The Wizard and the Sylph - Page 485/573

"What I sense," he told her, "confounds me. In this matter, my staff refuses to answer my call. I attempt to extend my senses through it, to locate the heart of the Black Wood, and it reacts as though I have asked it to do something incomprehensible. Yet the cause of this lies out there somewhere, through the Gate and deep within the vagaries of this Wizard's Vale."

At this, Lily's mien became guarded, and she said to him, "Then trust my senses, husband. The Circle calls to me. I know what and where it is. Please, do not ask me to make explanation! I ask you to trust me in this. There is a thing here that is not made for your understanding."

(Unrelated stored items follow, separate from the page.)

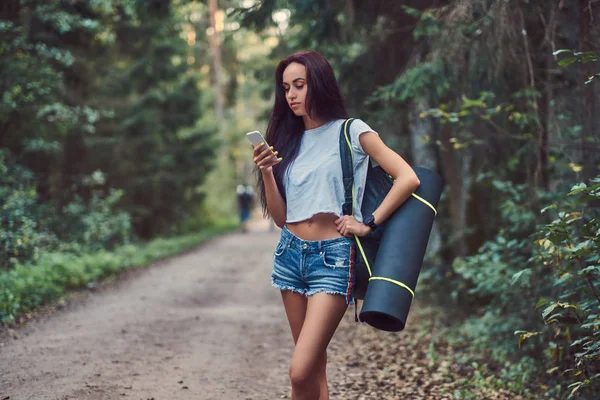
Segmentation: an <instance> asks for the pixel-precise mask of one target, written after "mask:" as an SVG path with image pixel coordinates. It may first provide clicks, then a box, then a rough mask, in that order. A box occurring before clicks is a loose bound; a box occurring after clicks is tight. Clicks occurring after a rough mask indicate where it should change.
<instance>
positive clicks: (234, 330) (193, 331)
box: [0, 221, 335, 400]
mask: <svg viewBox="0 0 600 400" xmlns="http://www.w3.org/2000/svg"><path fill="white" fill-rule="evenodd" d="M278 235H279V230H277V229H276V230H275V231H273V232H271V231H269V229H268V223H266V222H263V221H260V222H259V223H256V224H254V225H253V226H252V229H251V232H249V233H246V234H243V233H233V234H229V235H225V236H223V237H221V238H218V239H215V240H213V241H211V242H209V243H207V244H205V245H203V246H202V247H200V248H198V249H196V250H194V251H191V252H188V253H187V254H184V255H181V256H178V257H174V258H171V259H169V260H167V261H162V262H158V263H156V264H155V265H153V266H151V267H150V268H148V269H145V270H142V271H139V272H135V273H133V274H131V276H129V277H127V278H126V279H123V280H122V281H120V282H116V283H113V284H109V285H105V287H104V288H102V289H101V290H99V291H98V292H97V293H92V294H80V295H78V296H76V298H75V299H72V300H70V301H69V305H68V306H67V307H66V308H65V310H61V311H59V312H58V313H56V314H54V315H50V316H49V317H46V318H41V319H38V320H37V321H34V322H31V323H29V324H28V325H27V326H26V327H23V328H19V329H18V330H16V331H14V332H12V333H11V334H10V335H9V337H6V335H5V337H4V338H0V346H1V347H0V399H5V398H6V396H10V400H28V399H35V400H44V399H48V400H50V399H52V400H56V399H60V400H63V399H86V400H88V399H89V400H107V399H136V400H137V399H142V400H148V399H154V400H163V399H165V400H167V399H169V400H170V399H228V400H229V399H252V400H258V399H274V398H281V397H282V396H283V397H284V398H285V397H286V396H285V395H286V394H287V392H288V377H287V369H288V362H289V359H290V356H291V352H292V339H291V334H290V332H289V327H288V325H287V320H286V319H285V314H284V311H283V307H282V305H281V299H280V296H279V293H278V291H277V290H275V289H274V288H272V287H271V286H270V271H271V266H272V253H273V249H274V248H275V245H276V243H277V240H278ZM333 362H334V363H335V360H333Z"/></svg>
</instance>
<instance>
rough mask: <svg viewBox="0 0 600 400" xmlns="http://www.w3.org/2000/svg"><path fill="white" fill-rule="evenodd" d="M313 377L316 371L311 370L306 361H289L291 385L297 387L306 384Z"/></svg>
mask: <svg viewBox="0 0 600 400" xmlns="http://www.w3.org/2000/svg"><path fill="white" fill-rule="evenodd" d="M317 366H318V365H317ZM315 378H316V371H312V370H311V368H310V367H309V366H308V365H307V364H306V363H302V362H297V361H296V362H295V361H294V360H292V362H291V363H290V381H291V382H292V386H294V387H298V388H300V387H305V386H308V385H310V384H311V383H312V381H314V379H315Z"/></svg>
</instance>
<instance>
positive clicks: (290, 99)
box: [287, 87, 296, 100]
mask: <svg viewBox="0 0 600 400" xmlns="http://www.w3.org/2000/svg"><path fill="white" fill-rule="evenodd" d="M287 96H288V99H290V100H294V99H295V98H296V93H295V92H294V88H293V87H291V88H290V89H289V90H288V93H287Z"/></svg>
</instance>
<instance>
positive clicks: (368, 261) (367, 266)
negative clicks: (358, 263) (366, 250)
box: [354, 235, 373, 276]
mask: <svg viewBox="0 0 600 400" xmlns="http://www.w3.org/2000/svg"><path fill="white" fill-rule="evenodd" d="M354 239H355V240H356V244H357V245H358V249H359V250H360V254H362V256H363V260H365V264H366V265H367V271H369V276H373V273H372V272H371V266H370V265H369V260H367V255H366V254H365V251H364V250H363V248H362V244H361V243H360V239H359V238H358V236H356V235H354Z"/></svg>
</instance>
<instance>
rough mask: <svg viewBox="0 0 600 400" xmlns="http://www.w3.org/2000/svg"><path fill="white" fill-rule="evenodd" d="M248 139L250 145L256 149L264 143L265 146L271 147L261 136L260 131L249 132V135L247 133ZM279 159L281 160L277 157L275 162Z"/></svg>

The whites beneath her lowered eyes showed as she said this, and for an instant Anest felt as though he spoke, not to his wife, but to a perfect stranger, the purely eldritch creature she had once been. And he realised, then, that her knowledge had its source in this, in her eldritch nature, a thing that lay a world apart from their personal relationship.

"Lead on, then," he said quietly, feeling something akin to personal defeat, or loss.

She half-turned away from him, about to resume their journey, but paused first, not looking in his direction. "There is a thing you must know. The Circle does not call me directly, but does so through . . ." he eyes strayed, lowered to the vicinity of her belly.